Migrating from Delhi Metro Sarthi: No data to migrate. Sign in with the mobile number, set home and work, and the last-mile flow is one tap after alighting.
Bottom line: Pair it with a routing app, not with Sarthi. It solves a problem Sarthi does not touch.
FAQ
Which app is the official Delhi Metro app? The official Delhi Metro Rail Corporation ticketing and route app is DMRC Momentum 2.0, distributed by DMRC directly. Delhi Metro Sarthi is a separate third-party companion app that provides station info, journey planning, and lost-and-found without selling tickets.

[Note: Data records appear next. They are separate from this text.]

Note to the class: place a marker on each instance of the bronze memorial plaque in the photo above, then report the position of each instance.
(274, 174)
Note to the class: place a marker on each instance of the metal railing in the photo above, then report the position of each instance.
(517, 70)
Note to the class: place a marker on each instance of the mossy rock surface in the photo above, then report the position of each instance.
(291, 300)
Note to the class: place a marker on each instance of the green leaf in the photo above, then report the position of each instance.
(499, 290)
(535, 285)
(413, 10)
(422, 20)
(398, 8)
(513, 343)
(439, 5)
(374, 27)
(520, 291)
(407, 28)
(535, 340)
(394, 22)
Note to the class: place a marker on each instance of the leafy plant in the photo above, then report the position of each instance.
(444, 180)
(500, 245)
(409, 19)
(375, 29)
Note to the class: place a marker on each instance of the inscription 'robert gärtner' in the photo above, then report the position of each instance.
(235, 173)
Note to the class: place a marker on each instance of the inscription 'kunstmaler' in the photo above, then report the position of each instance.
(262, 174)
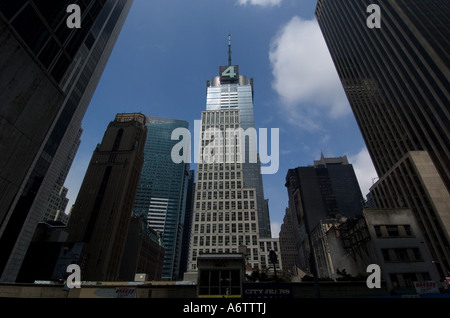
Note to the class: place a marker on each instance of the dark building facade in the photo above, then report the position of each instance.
(143, 252)
(101, 214)
(48, 75)
(326, 190)
(396, 80)
(162, 192)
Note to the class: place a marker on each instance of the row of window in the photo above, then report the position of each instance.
(252, 252)
(225, 228)
(219, 175)
(219, 167)
(225, 216)
(401, 254)
(227, 205)
(220, 117)
(225, 240)
(383, 231)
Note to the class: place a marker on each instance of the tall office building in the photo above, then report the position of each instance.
(327, 190)
(162, 192)
(57, 200)
(48, 75)
(229, 211)
(393, 63)
(102, 211)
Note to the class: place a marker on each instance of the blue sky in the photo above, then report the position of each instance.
(168, 49)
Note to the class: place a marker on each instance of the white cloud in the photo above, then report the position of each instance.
(305, 77)
(263, 3)
(364, 169)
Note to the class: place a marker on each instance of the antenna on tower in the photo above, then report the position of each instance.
(229, 49)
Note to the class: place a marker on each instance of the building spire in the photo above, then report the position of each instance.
(229, 49)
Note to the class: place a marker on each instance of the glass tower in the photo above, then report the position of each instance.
(396, 77)
(48, 76)
(230, 213)
(162, 192)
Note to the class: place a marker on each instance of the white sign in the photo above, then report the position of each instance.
(426, 287)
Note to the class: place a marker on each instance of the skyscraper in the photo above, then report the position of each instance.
(327, 190)
(102, 211)
(48, 75)
(162, 192)
(229, 211)
(393, 63)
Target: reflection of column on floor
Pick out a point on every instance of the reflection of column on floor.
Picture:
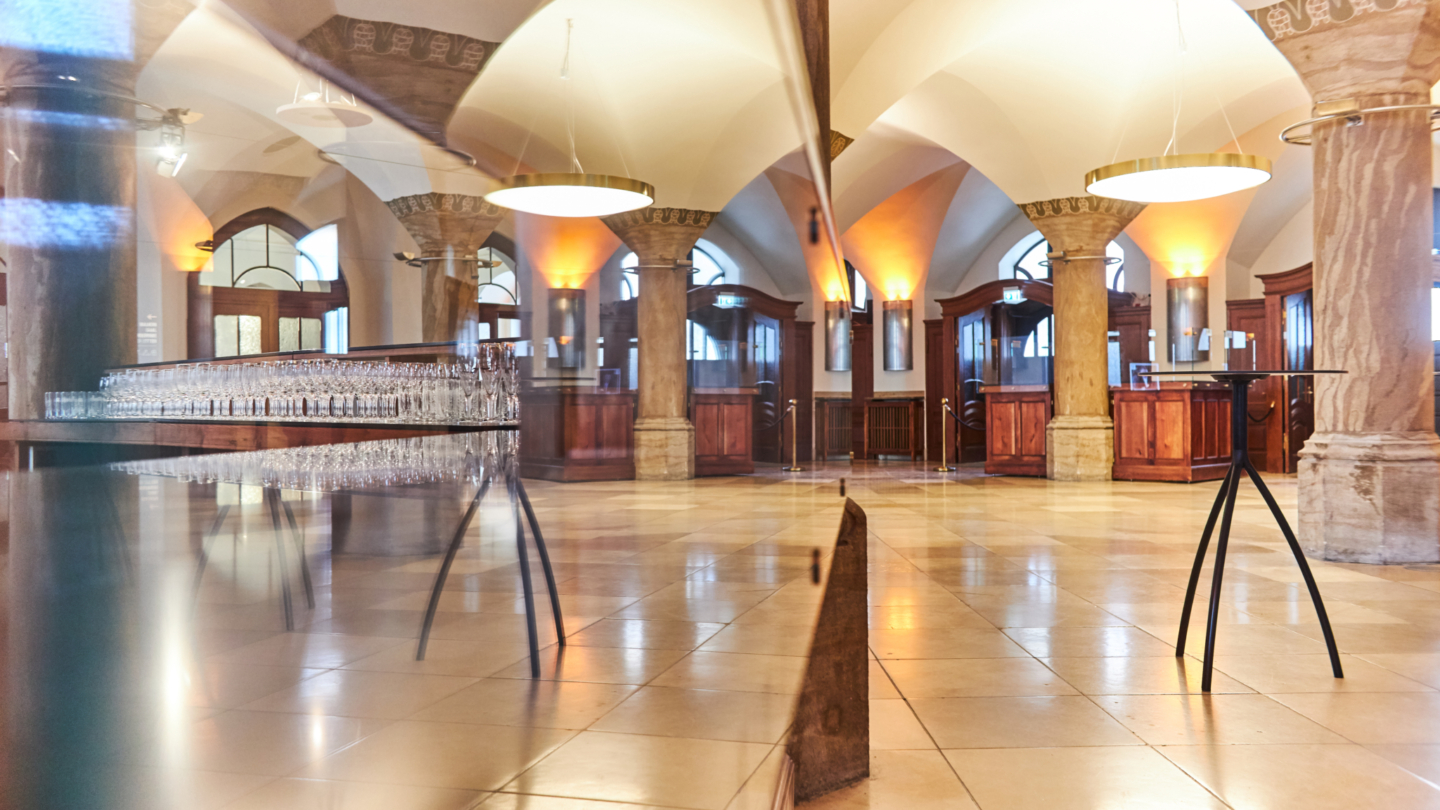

Can you book Delhi Metro tickets in Google Maps or Mappls? Not yet. Both apps show fares and routes for reference. QR ticket purchase in Delhi runs through DMRC Momentum 2.0, the WhatsApp bot at 9650855800, or the paper token counter. Google Wallet metro pass integration is live in some Indian cities but not Delhi as of this article.
What is the cheapest way to plan a Delhi Metro trip? All seven apps on this list are free to install. Google Maps, Mappls, and Delhi Metro (Sphinx) give you fare, route, and interchange without any account. For live bus data on top, Chalo is also free.
Does any single app cover metro, bus, and rail in Delhi? Google Maps and Moovit come closest, since both stitch metro and bus into one journey. Neither integrates live IRCTC train position, so a commuter whose route includes suburban rail should pair either with Where is my Train.
Do these apps work offline? Google Maps and Mappls both support offline area downloads for the map layer, though live transit needs data. Where is my Train specifically works with no data, using cell-tower triangulation for train position. Delhi Metro Sarthi and Delhi Metro (Sphinx) do most of their lookup offline once the app has cached the station list.
Is Delhi Metro Sarthi being updated? Sarthi ships occasional maintenance updates. Users on Play Store reviews report that new station additions on the Pink and Magenta line extensions lag behind the actual openings, and some interchange walking directions are dated.